University of Michigan Medical School researchers challenged the recommendation that  people with high low-density lipoprotein (LDL) cholesterol levels should try to lower it to  130 for most people, or to less than 70 for high-risk patients.  Instead, they examined a  tailored treatment, which uses a person’s risk factors and mathematical models to calculate the expected benefit of treatment, by considering: a person’s risk of a heart attack or stroke without treatment, how much a statin decreases the risk, and potential harms from the treatment.

Researchers used data from statin trials from 1994 to 2009 that included Americans ages 30 to 75 with no history of heart attack. They evaluated the benefit of five years of tailored treatment on coronary artery disease risk factors such as age, family history, diabetes, high blood pressure, smoking status and C-reactive protein (CRP) levels.

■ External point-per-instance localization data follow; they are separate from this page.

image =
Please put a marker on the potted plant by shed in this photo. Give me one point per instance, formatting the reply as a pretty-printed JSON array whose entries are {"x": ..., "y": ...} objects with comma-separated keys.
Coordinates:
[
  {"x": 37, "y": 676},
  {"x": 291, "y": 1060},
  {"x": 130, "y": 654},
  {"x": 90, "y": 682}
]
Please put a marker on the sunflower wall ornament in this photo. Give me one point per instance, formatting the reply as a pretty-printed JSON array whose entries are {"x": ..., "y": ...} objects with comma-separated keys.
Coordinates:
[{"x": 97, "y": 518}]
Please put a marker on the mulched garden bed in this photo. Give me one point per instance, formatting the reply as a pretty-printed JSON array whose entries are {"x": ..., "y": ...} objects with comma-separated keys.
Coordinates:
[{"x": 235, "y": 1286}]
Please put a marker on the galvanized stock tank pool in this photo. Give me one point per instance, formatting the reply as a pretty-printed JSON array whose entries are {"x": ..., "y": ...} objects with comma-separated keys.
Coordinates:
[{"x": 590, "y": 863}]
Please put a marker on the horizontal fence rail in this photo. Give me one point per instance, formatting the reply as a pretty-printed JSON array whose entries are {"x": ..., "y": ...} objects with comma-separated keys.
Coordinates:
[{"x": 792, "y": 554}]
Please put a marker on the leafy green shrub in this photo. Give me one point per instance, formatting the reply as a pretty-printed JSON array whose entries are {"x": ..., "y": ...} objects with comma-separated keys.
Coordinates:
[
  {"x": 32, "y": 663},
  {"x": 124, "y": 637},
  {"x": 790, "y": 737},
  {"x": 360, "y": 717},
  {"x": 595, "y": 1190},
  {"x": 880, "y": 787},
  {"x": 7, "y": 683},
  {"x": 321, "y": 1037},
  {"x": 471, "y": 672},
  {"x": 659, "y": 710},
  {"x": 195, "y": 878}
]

They found the tailored (simvastatin, 40 mg, for 5 to 15 percent CAD risk and atorvastatin, 40 mg, for CAD risk less than 15 percent) approach was more efficient (more benefit per person treated) and prevented substantially more heart attacks, strokes and cardiovascular deaths than the currently recommended treat-to-target approaches set forth by the National Cholesterol Education Program [NCEP] III guidelines. The tailored strategy also treated fewer individuals with high-dose statins and saved 500,000 more quality-adjusted life years.

Researchers said they found no circumstances where a treat-to-target approach was preferable to tailored treatment.